The amazing truth of this “constant” has been shown by many studies of many cities around the world.

And it fits with another empirical regularity known as the “Lewis-Mogridge position”, formulated by those gents in 1990: “traffic expands to meet the available road space”.

The government notices that traffic is particularly congested on a certain road, so it builds a big new expressway. When it opens, the time taken to get from A to B falls dramatically. But when people realise this, more of them stop travelling to work by public transport and start going by car.

So many people do this that the speed gain disappears within months, even weeks. The time taken to get from A to B goes back to about what it was before the expressway was built.


The only change is that a higher proportion of workers are able to go by car. The traffic jam is often just shifted to another place on the road network.

Getting back to road congestion in Sydney and Melbourne, how can the gap between what we think has happened and what actually happened be explained?

One possible part of the explanation is that although the traffic really is heavier, making trips less pleasant, this doesn’t prolong the time of the trip as much as we think it has.

But the main explanation – both in Oz and in other countries – is that commuters adapt to the greater congestion.
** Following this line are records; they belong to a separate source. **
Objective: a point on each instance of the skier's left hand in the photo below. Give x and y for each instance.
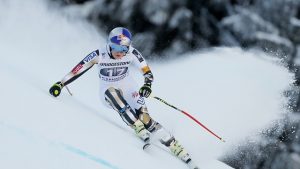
(145, 90)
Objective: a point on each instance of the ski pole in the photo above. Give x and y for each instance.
(190, 116)
(69, 90)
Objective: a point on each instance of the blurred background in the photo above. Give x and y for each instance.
(169, 29)
(166, 29)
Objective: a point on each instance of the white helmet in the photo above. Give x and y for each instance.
(119, 39)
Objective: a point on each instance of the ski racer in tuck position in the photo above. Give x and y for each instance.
(119, 91)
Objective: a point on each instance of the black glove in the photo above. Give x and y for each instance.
(145, 90)
(56, 89)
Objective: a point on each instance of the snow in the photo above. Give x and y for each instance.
(233, 92)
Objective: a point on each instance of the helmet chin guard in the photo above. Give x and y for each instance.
(119, 39)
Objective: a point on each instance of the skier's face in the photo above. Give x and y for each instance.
(118, 55)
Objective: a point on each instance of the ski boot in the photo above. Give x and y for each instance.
(178, 150)
(141, 131)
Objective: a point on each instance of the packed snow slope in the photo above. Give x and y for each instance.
(233, 92)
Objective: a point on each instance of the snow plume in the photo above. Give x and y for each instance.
(234, 93)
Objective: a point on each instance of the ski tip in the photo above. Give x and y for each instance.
(146, 146)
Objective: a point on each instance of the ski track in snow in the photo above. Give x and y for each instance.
(233, 92)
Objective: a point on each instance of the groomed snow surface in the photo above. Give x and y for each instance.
(233, 92)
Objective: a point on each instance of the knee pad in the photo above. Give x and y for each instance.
(116, 100)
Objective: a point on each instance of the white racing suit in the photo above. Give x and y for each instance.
(119, 91)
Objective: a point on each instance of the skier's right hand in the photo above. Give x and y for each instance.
(56, 89)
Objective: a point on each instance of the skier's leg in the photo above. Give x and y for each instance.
(150, 124)
(116, 100)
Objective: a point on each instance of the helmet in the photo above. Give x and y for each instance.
(119, 39)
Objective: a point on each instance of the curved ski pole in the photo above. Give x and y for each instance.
(190, 116)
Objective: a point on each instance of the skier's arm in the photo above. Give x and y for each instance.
(82, 67)
(145, 90)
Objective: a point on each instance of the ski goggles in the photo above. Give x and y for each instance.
(119, 48)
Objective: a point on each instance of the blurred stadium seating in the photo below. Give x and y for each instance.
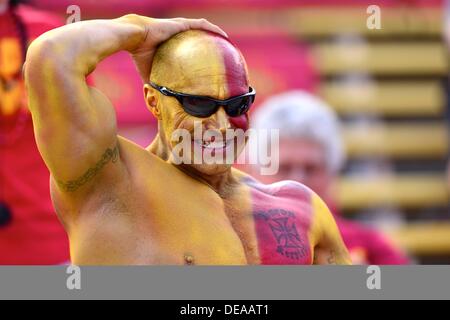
(389, 86)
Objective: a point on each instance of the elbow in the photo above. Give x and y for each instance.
(41, 56)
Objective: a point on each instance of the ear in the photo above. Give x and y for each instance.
(151, 97)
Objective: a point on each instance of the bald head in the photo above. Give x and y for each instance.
(200, 62)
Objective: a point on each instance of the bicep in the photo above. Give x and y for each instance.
(75, 125)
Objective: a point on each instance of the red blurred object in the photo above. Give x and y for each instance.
(34, 235)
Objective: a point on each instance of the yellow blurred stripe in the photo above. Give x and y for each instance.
(423, 238)
(407, 191)
(397, 140)
(399, 98)
(413, 58)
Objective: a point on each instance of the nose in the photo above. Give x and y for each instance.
(221, 121)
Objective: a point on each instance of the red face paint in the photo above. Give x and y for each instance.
(235, 67)
(282, 214)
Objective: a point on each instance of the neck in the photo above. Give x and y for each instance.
(222, 183)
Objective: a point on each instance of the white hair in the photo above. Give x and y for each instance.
(298, 114)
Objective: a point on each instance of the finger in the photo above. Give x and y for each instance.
(204, 25)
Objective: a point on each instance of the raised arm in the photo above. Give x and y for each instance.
(330, 249)
(75, 124)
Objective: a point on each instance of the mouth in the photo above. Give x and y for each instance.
(214, 145)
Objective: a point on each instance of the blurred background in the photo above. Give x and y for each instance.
(389, 88)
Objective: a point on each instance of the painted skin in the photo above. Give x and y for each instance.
(125, 205)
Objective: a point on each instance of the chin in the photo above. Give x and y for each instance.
(210, 169)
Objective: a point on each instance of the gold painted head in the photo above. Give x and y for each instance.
(199, 63)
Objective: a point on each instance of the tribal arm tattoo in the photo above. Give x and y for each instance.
(110, 155)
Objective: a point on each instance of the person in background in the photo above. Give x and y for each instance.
(311, 152)
(30, 233)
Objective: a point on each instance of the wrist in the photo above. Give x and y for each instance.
(137, 30)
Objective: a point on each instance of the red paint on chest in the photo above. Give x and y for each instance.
(282, 214)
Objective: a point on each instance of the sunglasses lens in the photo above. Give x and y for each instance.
(238, 107)
(199, 107)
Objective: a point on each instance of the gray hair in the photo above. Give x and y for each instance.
(298, 114)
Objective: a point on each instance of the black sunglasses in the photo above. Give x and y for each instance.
(203, 107)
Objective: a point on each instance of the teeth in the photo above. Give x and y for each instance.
(213, 144)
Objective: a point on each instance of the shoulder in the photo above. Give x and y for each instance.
(284, 189)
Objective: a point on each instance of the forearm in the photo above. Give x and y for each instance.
(81, 46)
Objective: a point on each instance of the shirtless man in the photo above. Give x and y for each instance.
(124, 205)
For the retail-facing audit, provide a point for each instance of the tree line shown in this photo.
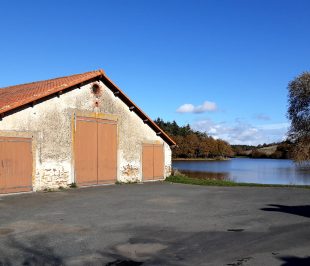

They take evasive action by moving to a job that’s closer to home, or moving to a home that’s closer to the job. Or they stop going by car and start using public transport.

One thing that really has changed with our bigger cities is more crowded trains and buses.

It’s as though each of us has our own internal, unconscious regulator that draws the line at 30 minutes and, when that limit is exceeded, prompts us to take steps to get travel times back down to where they should be.

Terrill and Batrouney are clear on this: in neither city was enough new infrastructure built between 2011 and 2016 to explain why the huge population growth didn’t lengthen commute times.

The government didn’t fix it, you and I did. Which says we ought to be wary of thinking the obvious – and only - solution to greater crowding is greater spending on transport infrastructure.